[Haskell-cafe] Parallel parsing & multicore

Wed Sep 9 12:34:02 EDT 2009

On Wed, Sep 9, 2009 at 12:16 PM, Don Stewart <dons at galois.com> wrote:

> ekmett:
> > Hi Anakim,
> >
> > Nice to see someone else working in this space.
> >
> > I have also been working on a set of parallel parsing techniques, which
> can use
> > small Parsec parsers for local context sensitivity.
> >
> > See the second set of slides in http://comonad.com/reader/2009/
> > iteratees-parsec-and-monoid/ for an overview of how I'm doing something
> similar
> > to feed Parsec independent chunks. Note that this approach bypasses the
> need
> > for a separate sequential scan, which otherwise floods your cache, and
> lets you
> > get closer to the performance limit imposed by Amdahl's law.
> >
> > The code in the second set of slides can be adapted to your case: load
> > everything into a lazy bytestring or fingertree of strict bytestrings,
> then for
> > each strict bytestring chunk in parallel, scan it for the first newline,
> and
> > then start an iteratee based parsec parser from that point.

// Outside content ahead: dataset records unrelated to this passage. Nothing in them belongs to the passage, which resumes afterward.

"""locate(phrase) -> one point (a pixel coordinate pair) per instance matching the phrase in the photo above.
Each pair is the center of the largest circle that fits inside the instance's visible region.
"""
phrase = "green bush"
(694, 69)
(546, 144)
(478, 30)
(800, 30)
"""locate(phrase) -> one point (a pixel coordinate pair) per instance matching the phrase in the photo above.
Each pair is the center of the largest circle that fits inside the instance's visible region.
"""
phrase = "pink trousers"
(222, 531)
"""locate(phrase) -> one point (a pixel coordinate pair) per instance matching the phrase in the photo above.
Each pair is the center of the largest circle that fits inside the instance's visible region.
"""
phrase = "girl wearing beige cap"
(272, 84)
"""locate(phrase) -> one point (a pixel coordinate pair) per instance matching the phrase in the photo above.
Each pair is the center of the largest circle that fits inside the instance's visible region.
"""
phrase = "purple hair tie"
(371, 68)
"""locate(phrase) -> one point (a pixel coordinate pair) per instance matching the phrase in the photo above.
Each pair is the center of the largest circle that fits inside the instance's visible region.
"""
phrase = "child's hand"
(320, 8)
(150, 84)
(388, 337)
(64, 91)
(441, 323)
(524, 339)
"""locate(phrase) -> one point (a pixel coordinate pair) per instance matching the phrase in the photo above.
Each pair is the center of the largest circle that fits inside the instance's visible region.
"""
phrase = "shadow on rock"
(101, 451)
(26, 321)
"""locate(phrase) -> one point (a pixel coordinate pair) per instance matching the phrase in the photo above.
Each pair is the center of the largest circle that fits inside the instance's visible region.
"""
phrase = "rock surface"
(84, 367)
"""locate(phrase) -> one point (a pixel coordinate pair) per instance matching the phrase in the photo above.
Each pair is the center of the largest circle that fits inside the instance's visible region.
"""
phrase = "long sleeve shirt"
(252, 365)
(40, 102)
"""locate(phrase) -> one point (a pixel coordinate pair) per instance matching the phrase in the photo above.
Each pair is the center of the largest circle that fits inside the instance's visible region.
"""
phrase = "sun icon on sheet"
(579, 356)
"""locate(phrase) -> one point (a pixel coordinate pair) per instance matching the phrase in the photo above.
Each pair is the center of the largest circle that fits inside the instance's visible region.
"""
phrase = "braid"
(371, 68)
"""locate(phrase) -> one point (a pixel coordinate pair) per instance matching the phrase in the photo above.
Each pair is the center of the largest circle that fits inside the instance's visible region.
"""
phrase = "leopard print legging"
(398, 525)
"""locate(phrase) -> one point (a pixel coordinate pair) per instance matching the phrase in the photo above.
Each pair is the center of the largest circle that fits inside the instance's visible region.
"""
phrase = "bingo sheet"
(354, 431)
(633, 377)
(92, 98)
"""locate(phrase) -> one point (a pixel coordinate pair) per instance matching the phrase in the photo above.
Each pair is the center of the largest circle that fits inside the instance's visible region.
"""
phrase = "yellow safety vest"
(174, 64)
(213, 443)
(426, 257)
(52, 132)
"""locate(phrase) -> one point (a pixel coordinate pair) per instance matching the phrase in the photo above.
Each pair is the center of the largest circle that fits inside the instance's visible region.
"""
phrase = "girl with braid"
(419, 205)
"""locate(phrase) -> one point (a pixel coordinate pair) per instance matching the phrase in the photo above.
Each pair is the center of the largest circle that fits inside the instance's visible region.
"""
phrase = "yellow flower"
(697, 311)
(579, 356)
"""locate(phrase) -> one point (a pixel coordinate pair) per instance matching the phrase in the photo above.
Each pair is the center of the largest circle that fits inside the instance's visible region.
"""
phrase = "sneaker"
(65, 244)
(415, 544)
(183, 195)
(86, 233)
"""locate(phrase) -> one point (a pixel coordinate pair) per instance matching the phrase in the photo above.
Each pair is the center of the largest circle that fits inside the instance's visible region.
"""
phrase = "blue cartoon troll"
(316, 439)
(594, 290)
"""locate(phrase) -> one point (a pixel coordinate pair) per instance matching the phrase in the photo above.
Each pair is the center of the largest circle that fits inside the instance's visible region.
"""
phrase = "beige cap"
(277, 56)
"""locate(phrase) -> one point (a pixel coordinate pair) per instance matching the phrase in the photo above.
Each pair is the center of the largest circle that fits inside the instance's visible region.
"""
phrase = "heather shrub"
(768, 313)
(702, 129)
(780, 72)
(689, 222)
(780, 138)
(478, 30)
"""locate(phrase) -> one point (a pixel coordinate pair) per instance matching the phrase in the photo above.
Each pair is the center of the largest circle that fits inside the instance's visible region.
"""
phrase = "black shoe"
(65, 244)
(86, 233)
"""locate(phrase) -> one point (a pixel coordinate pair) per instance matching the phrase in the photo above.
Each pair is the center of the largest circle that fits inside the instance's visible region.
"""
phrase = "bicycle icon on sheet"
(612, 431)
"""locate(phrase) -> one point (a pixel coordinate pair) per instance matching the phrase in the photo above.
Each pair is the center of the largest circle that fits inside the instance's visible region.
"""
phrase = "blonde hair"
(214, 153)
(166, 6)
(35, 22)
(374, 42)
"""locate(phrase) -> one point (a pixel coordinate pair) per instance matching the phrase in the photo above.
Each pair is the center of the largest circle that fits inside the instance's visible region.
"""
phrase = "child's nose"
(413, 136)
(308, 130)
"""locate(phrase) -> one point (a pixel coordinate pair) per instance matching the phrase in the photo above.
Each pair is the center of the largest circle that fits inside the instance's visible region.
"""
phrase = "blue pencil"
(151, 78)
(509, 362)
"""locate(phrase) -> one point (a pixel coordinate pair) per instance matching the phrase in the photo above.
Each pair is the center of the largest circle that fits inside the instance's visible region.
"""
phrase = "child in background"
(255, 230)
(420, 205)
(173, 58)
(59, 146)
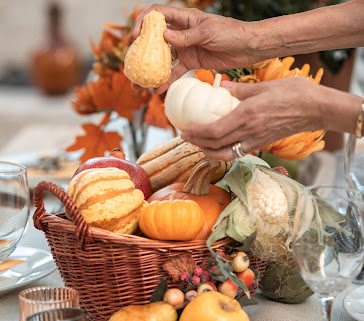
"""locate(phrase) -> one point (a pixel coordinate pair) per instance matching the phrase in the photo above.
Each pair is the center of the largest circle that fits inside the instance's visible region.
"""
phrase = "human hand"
(268, 111)
(200, 40)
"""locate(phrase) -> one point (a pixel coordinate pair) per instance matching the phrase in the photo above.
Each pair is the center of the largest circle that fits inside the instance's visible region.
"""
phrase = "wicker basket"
(110, 270)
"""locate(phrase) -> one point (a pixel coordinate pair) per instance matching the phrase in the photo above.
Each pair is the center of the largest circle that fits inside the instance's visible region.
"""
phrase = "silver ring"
(238, 151)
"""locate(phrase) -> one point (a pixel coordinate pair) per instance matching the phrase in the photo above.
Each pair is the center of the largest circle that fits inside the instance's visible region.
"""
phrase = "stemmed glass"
(354, 173)
(328, 242)
(14, 206)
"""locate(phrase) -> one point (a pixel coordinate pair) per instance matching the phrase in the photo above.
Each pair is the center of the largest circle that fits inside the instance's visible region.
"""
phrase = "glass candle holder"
(34, 300)
(65, 314)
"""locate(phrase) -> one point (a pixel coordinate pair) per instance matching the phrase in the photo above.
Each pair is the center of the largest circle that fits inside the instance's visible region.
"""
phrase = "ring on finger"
(238, 151)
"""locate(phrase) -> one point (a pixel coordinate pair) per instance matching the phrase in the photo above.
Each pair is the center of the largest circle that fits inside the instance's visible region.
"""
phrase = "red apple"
(137, 174)
(205, 287)
(228, 288)
(246, 276)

I use the
> iteratee
> > based parsec parsers so that when I glue the partial parses together I
> can feed
> > the unparsed data on the left side of the first newline in each chunk to
> the
> > parser I'm joining on the left. I provide a monoid for the purpose of
> gluing
> > together these partial parses, which encapsulates this behavior.
>
> You can get quite a long way by using bytestring-mmap and strict
> bytestrings. The first ensures your IO overhead will be low, and the
> second ensures you don't migrate work needlessly.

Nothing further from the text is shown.